Research shows under-18s learn less online says Melanie Butler
When it comes to school-age kids, online learning is unlikely to take over from the classroom anytime soon. Not only because leaving kids home alone is not a great idea, but because most of them learn better in school.
According to Professor Susanna Loeb of Brown University, “Online courses are generally not as effective as in-person classes.” Her round up of recent US research, published in a recent issue of Education Week, showed that, while highly-motivated high achievers sometimes do better online, “online course-taking was less effective.”

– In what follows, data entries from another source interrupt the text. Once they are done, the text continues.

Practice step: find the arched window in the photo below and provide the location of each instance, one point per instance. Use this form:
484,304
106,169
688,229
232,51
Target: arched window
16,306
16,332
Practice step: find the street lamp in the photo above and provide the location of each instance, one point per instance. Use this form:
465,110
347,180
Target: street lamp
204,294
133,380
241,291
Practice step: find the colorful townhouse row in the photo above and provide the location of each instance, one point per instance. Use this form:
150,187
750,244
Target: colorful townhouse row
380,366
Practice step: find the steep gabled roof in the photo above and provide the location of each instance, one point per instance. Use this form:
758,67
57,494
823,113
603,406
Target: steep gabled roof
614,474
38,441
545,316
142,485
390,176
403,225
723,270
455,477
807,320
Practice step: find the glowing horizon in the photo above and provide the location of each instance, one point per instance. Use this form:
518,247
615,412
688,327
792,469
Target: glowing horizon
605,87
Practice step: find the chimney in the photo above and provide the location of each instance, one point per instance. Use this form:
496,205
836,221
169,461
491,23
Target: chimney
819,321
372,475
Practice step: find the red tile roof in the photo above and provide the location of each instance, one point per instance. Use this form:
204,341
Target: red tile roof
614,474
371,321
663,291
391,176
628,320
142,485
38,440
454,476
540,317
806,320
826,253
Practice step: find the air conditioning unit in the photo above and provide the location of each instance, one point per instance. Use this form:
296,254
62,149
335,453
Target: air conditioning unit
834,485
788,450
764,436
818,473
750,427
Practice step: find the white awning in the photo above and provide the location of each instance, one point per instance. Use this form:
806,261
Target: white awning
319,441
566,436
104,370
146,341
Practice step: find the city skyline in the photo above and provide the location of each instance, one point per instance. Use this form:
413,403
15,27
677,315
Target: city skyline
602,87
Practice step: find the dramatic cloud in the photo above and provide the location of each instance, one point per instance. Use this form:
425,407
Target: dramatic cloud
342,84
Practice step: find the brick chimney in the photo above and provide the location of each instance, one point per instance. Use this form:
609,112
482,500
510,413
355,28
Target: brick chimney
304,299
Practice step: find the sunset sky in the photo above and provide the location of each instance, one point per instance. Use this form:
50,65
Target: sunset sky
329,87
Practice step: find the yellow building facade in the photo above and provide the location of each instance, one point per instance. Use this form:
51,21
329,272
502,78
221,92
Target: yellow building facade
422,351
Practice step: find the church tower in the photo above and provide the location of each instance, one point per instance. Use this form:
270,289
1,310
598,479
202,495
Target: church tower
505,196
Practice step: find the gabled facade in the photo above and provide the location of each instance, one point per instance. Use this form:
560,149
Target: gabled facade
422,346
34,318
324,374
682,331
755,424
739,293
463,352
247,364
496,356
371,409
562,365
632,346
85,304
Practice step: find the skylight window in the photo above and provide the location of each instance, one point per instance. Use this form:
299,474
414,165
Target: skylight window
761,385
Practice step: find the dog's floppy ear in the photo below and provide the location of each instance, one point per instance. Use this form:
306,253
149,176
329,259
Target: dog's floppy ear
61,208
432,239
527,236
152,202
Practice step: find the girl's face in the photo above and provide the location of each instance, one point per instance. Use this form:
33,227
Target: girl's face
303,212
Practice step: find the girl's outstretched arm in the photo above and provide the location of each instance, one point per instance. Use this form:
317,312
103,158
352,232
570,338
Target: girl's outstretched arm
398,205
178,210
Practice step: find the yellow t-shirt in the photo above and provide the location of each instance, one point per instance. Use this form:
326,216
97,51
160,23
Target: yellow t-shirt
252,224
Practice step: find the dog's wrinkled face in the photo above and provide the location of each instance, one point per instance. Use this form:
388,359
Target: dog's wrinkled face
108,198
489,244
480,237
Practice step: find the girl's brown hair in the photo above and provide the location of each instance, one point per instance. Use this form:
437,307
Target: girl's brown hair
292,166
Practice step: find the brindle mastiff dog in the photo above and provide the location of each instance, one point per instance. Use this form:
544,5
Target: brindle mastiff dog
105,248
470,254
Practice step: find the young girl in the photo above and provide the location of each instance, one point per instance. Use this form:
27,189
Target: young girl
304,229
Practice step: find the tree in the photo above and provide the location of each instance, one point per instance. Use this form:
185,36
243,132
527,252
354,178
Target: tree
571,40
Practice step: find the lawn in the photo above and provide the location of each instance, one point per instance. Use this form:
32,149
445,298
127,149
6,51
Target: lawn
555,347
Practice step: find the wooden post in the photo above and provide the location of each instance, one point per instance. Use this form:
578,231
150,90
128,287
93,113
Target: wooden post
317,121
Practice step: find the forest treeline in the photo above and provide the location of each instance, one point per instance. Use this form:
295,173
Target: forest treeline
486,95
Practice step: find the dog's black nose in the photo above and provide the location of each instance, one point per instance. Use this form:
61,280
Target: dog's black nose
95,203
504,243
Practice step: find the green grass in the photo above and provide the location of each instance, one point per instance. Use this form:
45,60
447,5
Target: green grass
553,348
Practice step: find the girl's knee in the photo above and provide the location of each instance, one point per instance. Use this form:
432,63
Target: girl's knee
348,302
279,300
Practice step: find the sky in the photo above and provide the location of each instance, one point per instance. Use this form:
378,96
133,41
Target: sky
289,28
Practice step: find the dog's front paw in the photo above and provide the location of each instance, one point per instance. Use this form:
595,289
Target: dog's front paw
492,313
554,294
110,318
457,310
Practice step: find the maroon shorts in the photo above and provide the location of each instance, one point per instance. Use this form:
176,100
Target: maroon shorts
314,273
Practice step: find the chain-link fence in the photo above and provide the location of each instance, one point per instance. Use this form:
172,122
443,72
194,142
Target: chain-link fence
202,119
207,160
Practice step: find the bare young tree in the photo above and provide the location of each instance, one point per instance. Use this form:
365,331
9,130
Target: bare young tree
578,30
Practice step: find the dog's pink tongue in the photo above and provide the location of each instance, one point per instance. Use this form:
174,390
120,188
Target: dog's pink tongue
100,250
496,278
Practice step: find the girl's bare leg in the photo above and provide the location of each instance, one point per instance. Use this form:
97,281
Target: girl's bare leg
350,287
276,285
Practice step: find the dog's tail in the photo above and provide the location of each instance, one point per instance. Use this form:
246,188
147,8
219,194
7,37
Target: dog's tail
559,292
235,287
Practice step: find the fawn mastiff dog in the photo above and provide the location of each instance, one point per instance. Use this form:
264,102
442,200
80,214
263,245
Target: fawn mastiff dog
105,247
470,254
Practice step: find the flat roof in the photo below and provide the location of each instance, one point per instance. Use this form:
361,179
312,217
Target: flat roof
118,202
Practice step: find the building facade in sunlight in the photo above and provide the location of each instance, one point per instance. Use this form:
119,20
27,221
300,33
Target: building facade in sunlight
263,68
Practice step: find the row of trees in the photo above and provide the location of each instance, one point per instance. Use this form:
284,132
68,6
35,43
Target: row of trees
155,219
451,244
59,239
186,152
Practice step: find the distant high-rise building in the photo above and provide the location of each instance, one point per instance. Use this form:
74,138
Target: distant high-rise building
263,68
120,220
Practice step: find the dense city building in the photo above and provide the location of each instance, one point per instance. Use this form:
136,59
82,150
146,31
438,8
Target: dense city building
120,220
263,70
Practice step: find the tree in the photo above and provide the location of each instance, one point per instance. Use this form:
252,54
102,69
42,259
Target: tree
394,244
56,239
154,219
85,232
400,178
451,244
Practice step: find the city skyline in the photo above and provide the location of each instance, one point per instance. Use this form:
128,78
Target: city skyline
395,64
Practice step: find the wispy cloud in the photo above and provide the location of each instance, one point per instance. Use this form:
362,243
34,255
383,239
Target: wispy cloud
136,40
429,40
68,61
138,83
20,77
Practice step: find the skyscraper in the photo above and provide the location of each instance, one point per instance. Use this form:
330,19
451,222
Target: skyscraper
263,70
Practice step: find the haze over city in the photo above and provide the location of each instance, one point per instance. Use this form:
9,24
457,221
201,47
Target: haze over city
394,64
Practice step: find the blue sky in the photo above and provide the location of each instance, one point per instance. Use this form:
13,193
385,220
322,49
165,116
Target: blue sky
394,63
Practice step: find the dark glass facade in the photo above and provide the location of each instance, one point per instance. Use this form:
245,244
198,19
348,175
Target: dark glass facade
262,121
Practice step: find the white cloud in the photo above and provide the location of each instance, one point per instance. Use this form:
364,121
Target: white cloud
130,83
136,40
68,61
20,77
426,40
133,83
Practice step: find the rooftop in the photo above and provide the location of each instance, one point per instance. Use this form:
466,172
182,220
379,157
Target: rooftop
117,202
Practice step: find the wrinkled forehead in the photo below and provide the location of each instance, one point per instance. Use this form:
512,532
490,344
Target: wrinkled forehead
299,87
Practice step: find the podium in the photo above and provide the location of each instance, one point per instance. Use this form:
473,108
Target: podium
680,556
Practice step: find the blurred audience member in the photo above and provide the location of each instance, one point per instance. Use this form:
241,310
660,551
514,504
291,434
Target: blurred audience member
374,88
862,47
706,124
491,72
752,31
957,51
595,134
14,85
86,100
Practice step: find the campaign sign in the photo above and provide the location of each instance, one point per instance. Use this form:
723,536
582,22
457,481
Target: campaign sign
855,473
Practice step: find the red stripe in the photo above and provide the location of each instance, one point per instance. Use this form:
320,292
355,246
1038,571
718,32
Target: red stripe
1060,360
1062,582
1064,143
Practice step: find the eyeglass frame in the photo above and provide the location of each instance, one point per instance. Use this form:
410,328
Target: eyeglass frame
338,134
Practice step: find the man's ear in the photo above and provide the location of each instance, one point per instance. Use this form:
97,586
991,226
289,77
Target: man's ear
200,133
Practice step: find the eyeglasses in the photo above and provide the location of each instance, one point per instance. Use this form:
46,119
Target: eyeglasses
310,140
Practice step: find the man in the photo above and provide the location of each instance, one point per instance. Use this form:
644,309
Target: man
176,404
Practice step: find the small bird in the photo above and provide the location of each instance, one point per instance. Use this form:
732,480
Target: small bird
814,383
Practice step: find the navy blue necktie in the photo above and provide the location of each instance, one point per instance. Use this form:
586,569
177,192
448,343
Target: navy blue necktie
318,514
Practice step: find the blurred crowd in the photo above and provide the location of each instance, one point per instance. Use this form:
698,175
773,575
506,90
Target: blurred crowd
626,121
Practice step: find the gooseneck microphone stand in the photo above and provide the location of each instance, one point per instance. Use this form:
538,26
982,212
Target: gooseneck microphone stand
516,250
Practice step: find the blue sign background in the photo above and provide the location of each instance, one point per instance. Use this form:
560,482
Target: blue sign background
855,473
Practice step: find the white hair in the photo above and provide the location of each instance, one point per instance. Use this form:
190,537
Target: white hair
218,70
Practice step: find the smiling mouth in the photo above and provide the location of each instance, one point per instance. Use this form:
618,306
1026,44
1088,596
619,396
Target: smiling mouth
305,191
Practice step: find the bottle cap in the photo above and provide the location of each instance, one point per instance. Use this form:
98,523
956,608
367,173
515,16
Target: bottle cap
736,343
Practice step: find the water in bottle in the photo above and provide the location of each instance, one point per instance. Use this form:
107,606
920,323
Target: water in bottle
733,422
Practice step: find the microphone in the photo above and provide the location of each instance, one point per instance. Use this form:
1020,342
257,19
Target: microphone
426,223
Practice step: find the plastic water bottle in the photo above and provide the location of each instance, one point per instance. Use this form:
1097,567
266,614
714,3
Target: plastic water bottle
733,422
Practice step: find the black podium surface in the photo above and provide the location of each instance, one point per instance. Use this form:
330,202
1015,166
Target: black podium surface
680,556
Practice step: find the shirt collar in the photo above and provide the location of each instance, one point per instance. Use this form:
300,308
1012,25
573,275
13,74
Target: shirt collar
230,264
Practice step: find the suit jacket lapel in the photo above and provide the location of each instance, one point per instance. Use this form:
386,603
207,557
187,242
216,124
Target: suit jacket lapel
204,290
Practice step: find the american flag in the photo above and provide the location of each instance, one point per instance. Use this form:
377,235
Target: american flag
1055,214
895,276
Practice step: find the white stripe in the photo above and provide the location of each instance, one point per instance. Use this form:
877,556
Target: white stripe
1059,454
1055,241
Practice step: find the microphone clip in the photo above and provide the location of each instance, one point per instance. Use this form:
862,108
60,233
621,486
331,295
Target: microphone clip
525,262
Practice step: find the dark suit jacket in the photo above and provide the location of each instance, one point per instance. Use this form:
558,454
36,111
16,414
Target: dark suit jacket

This may be especially true for language learning. In a US experiment, when the same Spanish course was delivered by the same teaching team using the same materials to schools with the same student demographics, the students who learned face-to-face did better overall, and significantly better in language production, as measured by a written essay test.
By contrast, in a similar study involving algebra, the online students did better.
All of which is very good news for private language schools enrolling young learners, which is to say almost every local private language school in the world.
But while parents from Spain to Shanghai may soon be sending their kids back to the language school down the road, will they be willing to put them on a plane this summer? That is more a matter of politics and economics, than education, and it is still too early to tell. If not, the trend to online tutoring is likely to continue. As Professor Loeb points out, online courses may be less effective, but they are certainly better than no classes.